Behind the Mask - October 2017
by Dawn Phelps, RN/LMSW

The summers in Tennessee are usually hot and sunny, and the cool water of a small stream which we called “the branch” was a fun place to play when my sisters and I were at our grandmother’s house.  But that same branch took on a totally different atmosphere when we dressed up like ghosts and goblins and trekked up the hollow on Halloween night to visit an older couple in a small cabin. 

We wore old clothes, several sizes too big, and masks which we re-wore year after year—there were no store-bought costumes.  By October 31, the warm days of summer were usually gone, replaced with the chill of autumn.  I remember shivering from the cold, wishing I had worn a coat, but also not wanting to cover up my costume.  
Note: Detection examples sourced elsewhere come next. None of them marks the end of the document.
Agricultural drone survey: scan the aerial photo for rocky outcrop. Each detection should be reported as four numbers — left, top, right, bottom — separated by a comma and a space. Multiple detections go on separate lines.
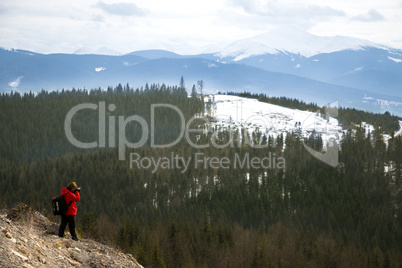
0, 204, 142, 267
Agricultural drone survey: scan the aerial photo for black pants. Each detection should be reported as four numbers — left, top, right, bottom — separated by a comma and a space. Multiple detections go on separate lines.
59, 215, 77, 237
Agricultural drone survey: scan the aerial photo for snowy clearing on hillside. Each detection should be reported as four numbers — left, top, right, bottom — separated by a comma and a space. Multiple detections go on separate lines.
205, 95, 343, 147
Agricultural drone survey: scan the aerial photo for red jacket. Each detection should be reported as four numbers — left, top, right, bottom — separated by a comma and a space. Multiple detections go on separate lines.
61, 188, 81, 215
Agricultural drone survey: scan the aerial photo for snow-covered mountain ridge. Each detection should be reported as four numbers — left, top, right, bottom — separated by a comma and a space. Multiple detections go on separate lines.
215, 27, 386, 61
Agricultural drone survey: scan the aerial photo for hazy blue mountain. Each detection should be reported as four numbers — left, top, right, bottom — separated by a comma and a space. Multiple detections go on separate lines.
0, 28, 402, 115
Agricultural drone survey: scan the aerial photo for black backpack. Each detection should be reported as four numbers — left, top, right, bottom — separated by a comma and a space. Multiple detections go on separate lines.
52, 193, 73, 215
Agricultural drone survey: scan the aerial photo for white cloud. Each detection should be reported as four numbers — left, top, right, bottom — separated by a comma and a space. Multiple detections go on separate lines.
352, 9, 385, 22
95, 1, 147, 16
0, 0, 402, 54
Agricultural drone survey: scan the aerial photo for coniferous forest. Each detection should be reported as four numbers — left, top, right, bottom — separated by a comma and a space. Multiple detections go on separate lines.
0, 83, 402, 267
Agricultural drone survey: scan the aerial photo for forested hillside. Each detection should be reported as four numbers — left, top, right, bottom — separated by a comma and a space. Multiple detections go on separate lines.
0, 83, 402, 267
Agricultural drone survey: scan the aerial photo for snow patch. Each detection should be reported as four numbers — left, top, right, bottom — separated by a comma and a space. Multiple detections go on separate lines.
205, 95, 343, 149
215, 27, 384, 61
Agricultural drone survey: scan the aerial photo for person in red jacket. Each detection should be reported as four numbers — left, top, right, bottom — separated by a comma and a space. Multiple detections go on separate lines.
59, 182, 81, 241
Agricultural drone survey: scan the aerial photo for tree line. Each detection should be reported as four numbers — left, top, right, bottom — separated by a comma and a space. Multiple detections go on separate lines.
0, 85, 402, 267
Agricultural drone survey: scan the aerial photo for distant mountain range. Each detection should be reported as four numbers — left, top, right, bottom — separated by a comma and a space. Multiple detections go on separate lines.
0, 27, 402, 116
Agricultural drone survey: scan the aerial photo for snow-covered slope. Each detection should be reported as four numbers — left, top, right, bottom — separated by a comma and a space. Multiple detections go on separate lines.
215, 27, 384, 61
205, 95, 343, 146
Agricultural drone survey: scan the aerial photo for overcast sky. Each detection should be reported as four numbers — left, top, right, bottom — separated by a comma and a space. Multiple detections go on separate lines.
0, 0, 402, 54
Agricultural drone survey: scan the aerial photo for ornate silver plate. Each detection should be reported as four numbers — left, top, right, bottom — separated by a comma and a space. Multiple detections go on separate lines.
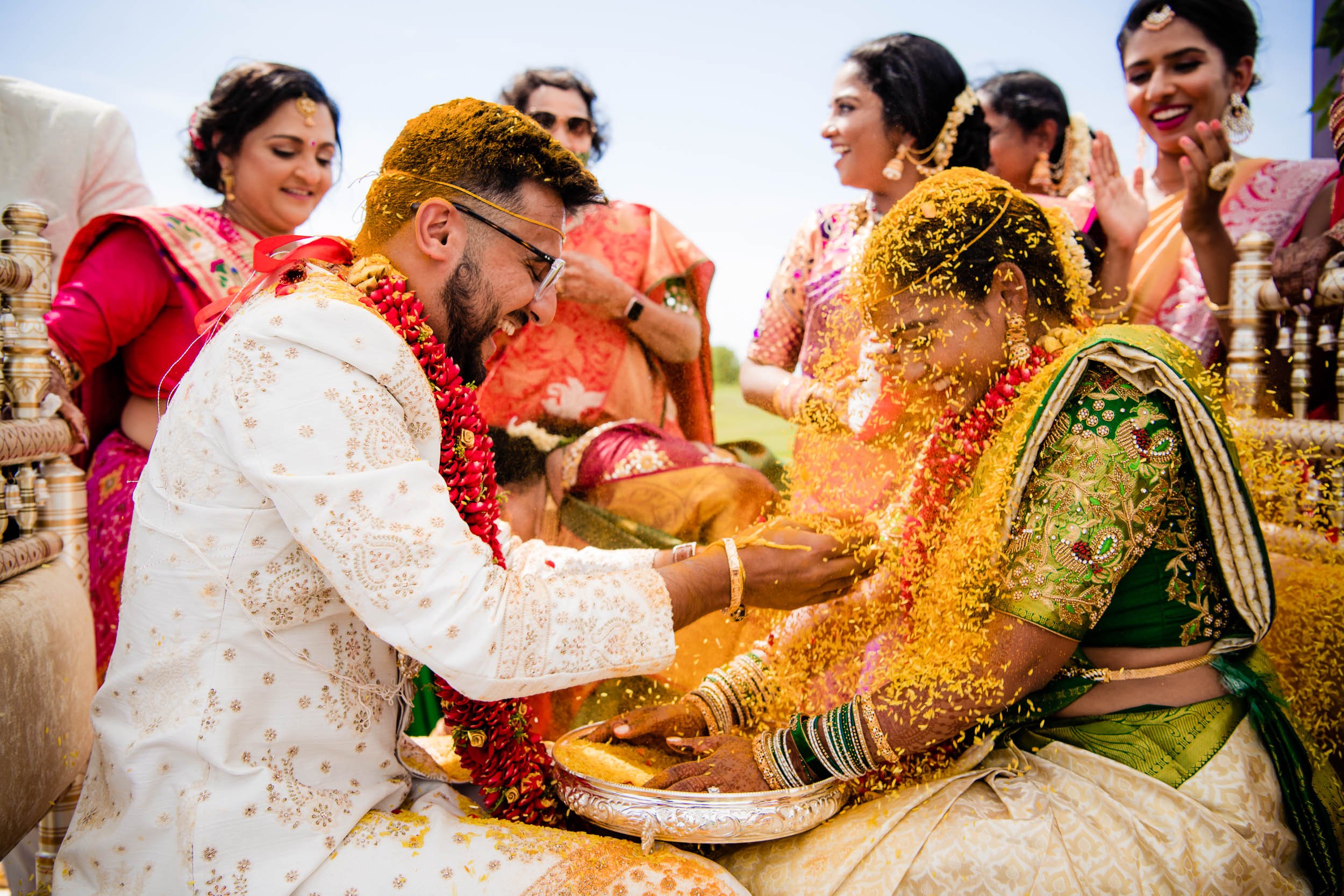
555, 726, 848, 852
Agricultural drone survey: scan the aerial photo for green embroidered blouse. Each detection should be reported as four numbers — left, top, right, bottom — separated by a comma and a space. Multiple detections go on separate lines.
991, 361, 1245, 648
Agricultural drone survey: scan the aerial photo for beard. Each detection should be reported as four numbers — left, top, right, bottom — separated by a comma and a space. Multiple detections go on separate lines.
440, 251, 500, 385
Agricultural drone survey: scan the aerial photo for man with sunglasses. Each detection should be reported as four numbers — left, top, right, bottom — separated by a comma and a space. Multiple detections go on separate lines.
481, 68, 714, 442
55, 99, 856, 896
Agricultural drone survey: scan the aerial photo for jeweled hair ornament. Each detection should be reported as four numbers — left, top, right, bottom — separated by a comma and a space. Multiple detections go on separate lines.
1140, 3, 1176, 31
295, 94, 317, 127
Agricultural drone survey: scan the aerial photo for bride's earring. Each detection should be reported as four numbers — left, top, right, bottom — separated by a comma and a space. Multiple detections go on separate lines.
1223, 92, 1255, 144
882, 146, 906, 180
1027, 150, 1055, 196
1005, 312, 1031, 367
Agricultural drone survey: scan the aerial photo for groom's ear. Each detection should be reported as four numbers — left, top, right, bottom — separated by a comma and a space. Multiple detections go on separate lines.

Traveling up the branch in the dark was not easy, and sometimes we stumbled.  We had to walk single file on a narrow path, following my sister Joy who was five years older.  She held the only flashlight that lit the path in front of us, and we had to trust that she knew the way to the cabin in the hollow as we crossed the stream with its many crooks and turns.      

To complicate things, my mask seemed to migrate around on my face and the “eye holes” did not stay in place, so I had to adjust my mask frequently in order to see.  Walking up the stream in the dark was very ominous compared to the daytime when sun lit our way from overhead.  There were times that I wondered just “what” might be watching from the darkness—wild animals, ghosts, or some unknown critter?   

When we finally arrived at the cabin in the woods, the older lady who we called Aunt Mandy greeted us at the door.  We approached her with our “Boooos” in our scariest voices.  To our delight, Aunt Mandy acted as if she were terrified of us, like we were real goblins about to get her.

Looking back, I now know that Aunt Mandy knew who each of us were hiding under our make-shift costumes and old masks.  She recognized us by our stair-step sizes and our voices—Aunt Mandy was not fooled by us at all!    

During the month of October, you may remember times when you dressed up for Halloween or other times in your childhood when you tried to camouflage who you really were or what you were feeling. 

The use of camouflage has a purpose—to help soldiers hide from the enemy or help hunters sneak up on their prey.  And nature is a master of camouflage—animals, birds, insects, fish, and snakes camouflage themselves by changing their colors to blend in with their environments.

Chameleons and octopuses change their skin pattern and colors, and the white fur of polar bears blend with the snow around them.  Some fish are darker on their top side so they blend with surface of the water, and their underside is lighter so other larger fish do not easily see them.  Some insects look like leaves, and arctic foxes have brown fur in the summer and white fur in the winter.   

In a world of camouflage, it is no wonder adults have learned to disguise their feelings and circumstances, beginning at very early ages.  For instance, the rumbling sound of an empty tummy may let a teacher know that a young child had no breakfast before coming to school—the child may be embarrassed to tell anyone he is hungry or that there was no food at home.

A woman in an abusive relationship may not verbally tell on her abuser, but a black-eye may unmask her situation.  So it is no wonder that we mask our feelings after the death of someone we love.  We may not feel comfortable letting others know the deep hurt in our hearts.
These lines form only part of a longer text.